2010年4月15日木曜日

レイニー・デイズ・ウーマン(雨の日の女)

FRANCOISE HARDY "LA PLUIE SANS PARAPLUIE"
フランソワーズ・アルディ『傘がない』


 自称フランソワーズ・アルディ研究家のはしくれでありながら,入手がずいぶん遅れました。2月頃からFMでカロジェロ作の"NOIR SUR BLANC"がオンエアされだした時点で,この若返り,このポップ回帰,このヒット性はただものではない,と多くの人たちが色めきだっていました。一時の死にそうな顔をしていた頃に比べれば,今はテレビに出ても,まるで娘ッ子のようにキャッキャ笑っていて,あたかも別人として蘇生したような血色の良さです。
 フランソワーズ・アルディの通算26枚目のスタジオアルバムです。
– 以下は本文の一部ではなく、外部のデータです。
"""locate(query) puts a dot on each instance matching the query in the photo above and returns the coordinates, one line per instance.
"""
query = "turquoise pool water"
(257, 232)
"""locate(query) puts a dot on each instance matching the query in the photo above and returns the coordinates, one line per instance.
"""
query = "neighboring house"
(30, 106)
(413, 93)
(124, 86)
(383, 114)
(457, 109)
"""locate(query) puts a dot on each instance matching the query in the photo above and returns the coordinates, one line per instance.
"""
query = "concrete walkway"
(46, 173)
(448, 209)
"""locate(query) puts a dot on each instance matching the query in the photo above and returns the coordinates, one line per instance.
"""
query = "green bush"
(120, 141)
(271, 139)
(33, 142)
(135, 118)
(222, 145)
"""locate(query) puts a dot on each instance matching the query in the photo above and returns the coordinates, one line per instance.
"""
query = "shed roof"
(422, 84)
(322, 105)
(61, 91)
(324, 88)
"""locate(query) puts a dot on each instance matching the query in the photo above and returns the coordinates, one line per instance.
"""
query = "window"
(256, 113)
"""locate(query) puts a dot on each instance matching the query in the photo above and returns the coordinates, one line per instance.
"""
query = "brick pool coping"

ガンで死ぬことを覚悟して作ったアルバム"TANT DE BELLES CHOSES"(2004年,売上22万枚),そのあとデュエットによるカヴァーアルバム"PARENTHESES"(2006年,売上21万枚)。そこから今度のアルバムまでに何が変わったかと言うと,かの自伝本『猿たちの絶望』(2008年)の発表がありました。この人はこの本の前と後では全然違うはず,という確信が私にはあります。
 そのデビュー時から,フランソワーズ・アルディには「メランコリー」「アンニュイ」という枕詞がついてまわりました。私は不幸ではないが,幸せだったことなどない。この「幸せでない」ということはどうしてなのか。その内省を自分の過去の事実と共に(ほとんど)すべてを「公の場」に出した,というのがあの長大な自伝本でした。幸せでない自分の証しでした。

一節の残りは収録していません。